13. Il faut aussi mentionner la Déclaration sur le droit au développement [12]qui établit des liens très clairs entre le droit à l’autodétermination des peuples et leur droit à disposer librement de leurs ressources naturelles. Sans oublier la Déclaration et le Programme d’action de Vienne [13] qui réaffirme l’universalité des droits et précise que « tous les peuples ont le droit de disposer d’eux-mêmes. En vertu de ce droit, ils déterminent librement leur statut politique et poursuivent librement leur développement économique, social et culturel [14] ».

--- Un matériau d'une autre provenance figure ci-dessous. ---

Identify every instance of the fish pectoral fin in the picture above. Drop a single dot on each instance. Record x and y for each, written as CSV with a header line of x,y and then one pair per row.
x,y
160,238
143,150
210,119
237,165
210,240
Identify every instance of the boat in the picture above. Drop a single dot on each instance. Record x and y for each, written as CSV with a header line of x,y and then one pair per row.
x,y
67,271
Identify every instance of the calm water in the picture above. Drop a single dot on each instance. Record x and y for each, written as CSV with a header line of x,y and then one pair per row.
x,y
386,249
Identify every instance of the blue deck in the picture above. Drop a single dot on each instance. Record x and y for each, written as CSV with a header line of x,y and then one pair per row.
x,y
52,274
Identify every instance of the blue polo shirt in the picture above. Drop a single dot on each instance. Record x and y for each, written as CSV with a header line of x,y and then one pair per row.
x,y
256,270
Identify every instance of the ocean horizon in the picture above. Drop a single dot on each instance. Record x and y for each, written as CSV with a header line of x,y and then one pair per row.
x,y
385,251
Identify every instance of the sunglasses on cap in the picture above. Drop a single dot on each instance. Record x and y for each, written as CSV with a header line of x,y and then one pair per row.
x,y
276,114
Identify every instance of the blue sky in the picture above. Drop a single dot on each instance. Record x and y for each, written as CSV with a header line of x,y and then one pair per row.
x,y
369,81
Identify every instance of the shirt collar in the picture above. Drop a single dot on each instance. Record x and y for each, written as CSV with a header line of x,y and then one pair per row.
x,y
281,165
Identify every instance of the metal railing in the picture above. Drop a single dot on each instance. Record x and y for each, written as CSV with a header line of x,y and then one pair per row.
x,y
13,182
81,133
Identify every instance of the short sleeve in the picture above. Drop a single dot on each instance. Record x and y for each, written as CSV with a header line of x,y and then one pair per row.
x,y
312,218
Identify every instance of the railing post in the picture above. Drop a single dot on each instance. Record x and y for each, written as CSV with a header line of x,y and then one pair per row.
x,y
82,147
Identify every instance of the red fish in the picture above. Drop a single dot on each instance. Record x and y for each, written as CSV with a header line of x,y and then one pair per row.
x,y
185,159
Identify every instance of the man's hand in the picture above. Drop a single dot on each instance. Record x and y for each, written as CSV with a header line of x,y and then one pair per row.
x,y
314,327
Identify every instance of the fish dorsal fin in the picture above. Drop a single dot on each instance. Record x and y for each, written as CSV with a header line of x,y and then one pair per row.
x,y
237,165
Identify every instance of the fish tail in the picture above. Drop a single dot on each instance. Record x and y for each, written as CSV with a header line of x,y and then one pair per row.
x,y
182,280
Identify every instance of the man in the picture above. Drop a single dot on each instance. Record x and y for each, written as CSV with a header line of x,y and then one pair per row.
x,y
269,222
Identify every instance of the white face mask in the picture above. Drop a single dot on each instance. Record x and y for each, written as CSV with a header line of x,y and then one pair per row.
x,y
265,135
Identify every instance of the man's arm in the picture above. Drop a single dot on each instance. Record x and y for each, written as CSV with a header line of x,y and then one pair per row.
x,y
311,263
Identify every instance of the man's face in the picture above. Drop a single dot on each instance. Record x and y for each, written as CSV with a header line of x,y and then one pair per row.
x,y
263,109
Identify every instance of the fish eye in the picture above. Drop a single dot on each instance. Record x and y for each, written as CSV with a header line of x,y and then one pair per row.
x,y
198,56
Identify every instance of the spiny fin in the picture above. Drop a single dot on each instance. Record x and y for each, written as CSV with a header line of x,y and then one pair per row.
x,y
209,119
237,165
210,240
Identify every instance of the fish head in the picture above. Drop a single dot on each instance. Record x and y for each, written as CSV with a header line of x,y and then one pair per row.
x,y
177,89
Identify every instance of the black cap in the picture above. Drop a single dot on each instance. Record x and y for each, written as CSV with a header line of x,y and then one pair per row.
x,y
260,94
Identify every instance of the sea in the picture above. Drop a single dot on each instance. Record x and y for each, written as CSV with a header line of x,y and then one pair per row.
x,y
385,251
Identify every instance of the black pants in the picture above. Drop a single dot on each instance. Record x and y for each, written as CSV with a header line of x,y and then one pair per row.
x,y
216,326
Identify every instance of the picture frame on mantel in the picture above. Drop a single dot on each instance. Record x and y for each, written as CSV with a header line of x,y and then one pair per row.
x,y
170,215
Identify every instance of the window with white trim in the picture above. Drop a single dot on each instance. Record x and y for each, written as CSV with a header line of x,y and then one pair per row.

14. Dans le cas des entreprises minières canadiennes s’installant dans les pays hôtes –Chili, Guatemala mais aussi Equateur, Mexique et Honduras-, le développement s’organise de manière unilatérale et au profit exclusif des entreprises extractrices. Toute tentative des peuples autochtones de développer leur économie se solde par une destruction systématique de ce secteur afin de garantir à l’exploitation minière une totale liberté sur l’espace qu’elle tente de s’approprier ou qu’elle s’est déjà approprié.

15. Au regard des activités de ces entreprises, ce droit au développement, exprimé sous le droit de pouvoir disposer librement des ressources naturelles, est violé de manière continue. Au vu des différentes Déclarations et Pactes et en vertu de la Déclaration des Nations Unies sur les peuples autochtones [15], la communauté autochtone Diaguita Huascoaltina et le peuple Xinca qui ont droit à l’autodétermination et à l’ensemble de leurs ressources naturelles, sont privés de leurs moyens de subsistance et de ce fait particulièrement discriminés. Alors qu’au Chili, par exemple, lors du premier Examen périodique universel, certains Etats -membres du Conseil des droits de l’homme- avaient fait des recommandations, entre autres pour la protection des groupes vulnérables [16]. Il a été demandé à cet Etat de « prendre les mesures nécessaires pour protéger les groupes vulnérables, ainsi des femmes, des enfants et de toute autre minorité dont les droits pouvaient être violés ». Entre le premier et le second EPU, il n’y a eu aucun changement au sujet des violations discriminant les peuples autochtones.

16. En ce qui concerne plus spécifiquement les ressources naturelles, les membres du Tribunal permanent des peuples se sont référé à la Résolution 1803 –XVII- de l’Assemblée générale [17] portant sur la « Souveraineté permanente sur les ressources naturelles » qui souligne l’importance qu’il y a pour les peuples de pouvoir exercer ce droit « dans l’intérêt du développement national et du bien-être de la population de l’Etat intéressé ».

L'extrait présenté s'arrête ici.